Uyandığımda çok fazla doluydu kafam bugün yapmam gereken birçok şey vardı çünkü, Bahadır'ı kurtaracak birçok şey.
Hazırlanıp aşağı indiğimde kimse yoktu babamın odasına çıkıp kapısını tıklattım. ''Gel.'' deyince girdim odaya. Kahvesini almış camdan dışarıyı izliyordu. ''Günaydın babam.'' diyerek yanına oturdum. ''Günaydın güzel kızım.'' dedi o da. ''Baba ben dün gece yaşananlar için.'' dediğimde babam lafa girerek ''Senin suçun yok kızım özür dileme hiç Ateş'i bende anlamadım zaten sen odaya çıktıktan sonra kapıyı çarpıp gitti zaten.'' dedi babam. ''Neden böyle oldu ben anlamıyorum onu bir anda resmen tersine döndü.'' dedim. ''Bende anlamadım anlarız.'' dedi babam.
''Benim birkaç işim var baba çıkmam lazım.'' diyerek yanağından öptüm ve sarıldım. ''Tamam güzelim hadi git sen ama dikkatli ol.'' dedi babam da ve odadan çıktım.

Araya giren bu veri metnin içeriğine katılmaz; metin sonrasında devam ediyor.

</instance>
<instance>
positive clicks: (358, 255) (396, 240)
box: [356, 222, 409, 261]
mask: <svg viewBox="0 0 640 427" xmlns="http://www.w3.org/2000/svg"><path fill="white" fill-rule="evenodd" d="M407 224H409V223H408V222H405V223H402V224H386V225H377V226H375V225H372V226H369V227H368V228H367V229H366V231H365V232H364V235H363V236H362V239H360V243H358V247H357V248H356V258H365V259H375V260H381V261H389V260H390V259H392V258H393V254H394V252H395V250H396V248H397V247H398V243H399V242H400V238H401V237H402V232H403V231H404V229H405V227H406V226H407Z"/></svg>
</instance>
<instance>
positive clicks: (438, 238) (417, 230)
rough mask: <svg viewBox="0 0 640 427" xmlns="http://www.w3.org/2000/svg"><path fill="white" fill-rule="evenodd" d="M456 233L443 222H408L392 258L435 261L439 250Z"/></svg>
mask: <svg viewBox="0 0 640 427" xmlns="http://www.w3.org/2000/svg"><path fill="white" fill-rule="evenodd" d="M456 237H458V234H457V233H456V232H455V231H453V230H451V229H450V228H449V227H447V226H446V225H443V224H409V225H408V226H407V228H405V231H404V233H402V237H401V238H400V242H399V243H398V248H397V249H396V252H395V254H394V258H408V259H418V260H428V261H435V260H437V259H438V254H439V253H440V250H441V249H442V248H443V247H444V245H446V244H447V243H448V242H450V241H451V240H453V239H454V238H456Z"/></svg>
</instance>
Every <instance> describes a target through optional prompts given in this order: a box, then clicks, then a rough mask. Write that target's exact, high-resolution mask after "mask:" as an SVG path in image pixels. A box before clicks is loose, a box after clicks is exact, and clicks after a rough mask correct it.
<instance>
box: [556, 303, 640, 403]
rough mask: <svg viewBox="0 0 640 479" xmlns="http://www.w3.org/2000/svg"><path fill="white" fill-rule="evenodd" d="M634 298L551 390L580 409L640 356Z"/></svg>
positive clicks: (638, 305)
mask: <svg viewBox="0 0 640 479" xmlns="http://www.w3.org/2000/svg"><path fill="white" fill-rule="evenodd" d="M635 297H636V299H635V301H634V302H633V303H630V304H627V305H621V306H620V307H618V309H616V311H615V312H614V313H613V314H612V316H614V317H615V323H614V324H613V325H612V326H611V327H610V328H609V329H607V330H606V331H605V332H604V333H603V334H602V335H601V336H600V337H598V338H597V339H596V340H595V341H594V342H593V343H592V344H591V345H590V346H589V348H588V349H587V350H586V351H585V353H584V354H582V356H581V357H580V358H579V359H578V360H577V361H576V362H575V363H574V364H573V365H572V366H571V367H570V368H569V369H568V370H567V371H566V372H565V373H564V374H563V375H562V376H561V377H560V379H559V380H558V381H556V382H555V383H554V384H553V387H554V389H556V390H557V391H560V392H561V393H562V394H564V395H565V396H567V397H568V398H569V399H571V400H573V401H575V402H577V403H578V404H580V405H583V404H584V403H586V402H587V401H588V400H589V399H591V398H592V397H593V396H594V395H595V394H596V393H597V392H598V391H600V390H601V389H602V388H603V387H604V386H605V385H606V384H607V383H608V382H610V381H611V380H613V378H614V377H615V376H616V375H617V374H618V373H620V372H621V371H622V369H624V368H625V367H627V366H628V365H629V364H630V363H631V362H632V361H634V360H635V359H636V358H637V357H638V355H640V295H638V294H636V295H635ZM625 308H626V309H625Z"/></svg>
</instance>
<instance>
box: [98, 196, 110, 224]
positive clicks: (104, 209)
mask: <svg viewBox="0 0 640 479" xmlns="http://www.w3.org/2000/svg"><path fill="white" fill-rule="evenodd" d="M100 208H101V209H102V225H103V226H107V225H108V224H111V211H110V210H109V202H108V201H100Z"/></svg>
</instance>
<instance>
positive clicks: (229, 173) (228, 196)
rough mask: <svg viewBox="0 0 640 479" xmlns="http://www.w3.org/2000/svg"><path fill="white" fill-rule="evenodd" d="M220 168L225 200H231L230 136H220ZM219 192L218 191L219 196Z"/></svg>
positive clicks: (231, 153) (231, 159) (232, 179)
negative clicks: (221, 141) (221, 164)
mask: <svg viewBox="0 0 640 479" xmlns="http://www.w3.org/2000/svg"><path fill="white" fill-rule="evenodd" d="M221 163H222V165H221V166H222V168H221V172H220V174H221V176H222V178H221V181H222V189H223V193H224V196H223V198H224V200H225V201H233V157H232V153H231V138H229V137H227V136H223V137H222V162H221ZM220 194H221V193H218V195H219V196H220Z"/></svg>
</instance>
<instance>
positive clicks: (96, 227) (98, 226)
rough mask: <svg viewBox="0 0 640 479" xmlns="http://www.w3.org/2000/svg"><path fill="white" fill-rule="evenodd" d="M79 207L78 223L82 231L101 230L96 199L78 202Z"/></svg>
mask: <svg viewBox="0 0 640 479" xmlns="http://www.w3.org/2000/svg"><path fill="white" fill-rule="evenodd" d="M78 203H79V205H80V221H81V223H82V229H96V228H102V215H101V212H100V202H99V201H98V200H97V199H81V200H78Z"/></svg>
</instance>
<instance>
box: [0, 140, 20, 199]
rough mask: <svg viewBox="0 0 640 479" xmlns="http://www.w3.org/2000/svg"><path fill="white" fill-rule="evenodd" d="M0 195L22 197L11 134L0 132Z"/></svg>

Ne yapacağımı pek bilmiyordum sıfır planla çıkmıştım yola ama ilk iş Mert cinayeti konusunu çözmem lazımdı. Ama bu yolda tektim tek başımaydım her ne kadar dostum kardeşim olsalar da böyle bir konuda hem onları zarara sokmak istemezdim hem de onlar engellerlerdi beni.
Bahadır büyük düşmanı olan çok karanlık birinden bahsetmişti onun bu işi yapacağından şüpheleniyordum aslında. Sıkıntı şu ki bahsettiği kişi fazla karanlık nasıl ulaşabilir nasıl yaklaşabilirdim ki ben ona.
Bahadır'ın evinin yedek anahtarının bende olduğu geldi aklıma onun evine gidersem daha çok bilgi edinebilirdim kesin.
Bu yolun sonunda ya her şeyi çözmüş Bahadır'a kendimi affettirmiş olacaktım ya da hiçbir şeyi çözememiş olarak kalacaktım. Belki de yaşamayacaktım artık. Ama Bahadır içinse hepsi değerdi...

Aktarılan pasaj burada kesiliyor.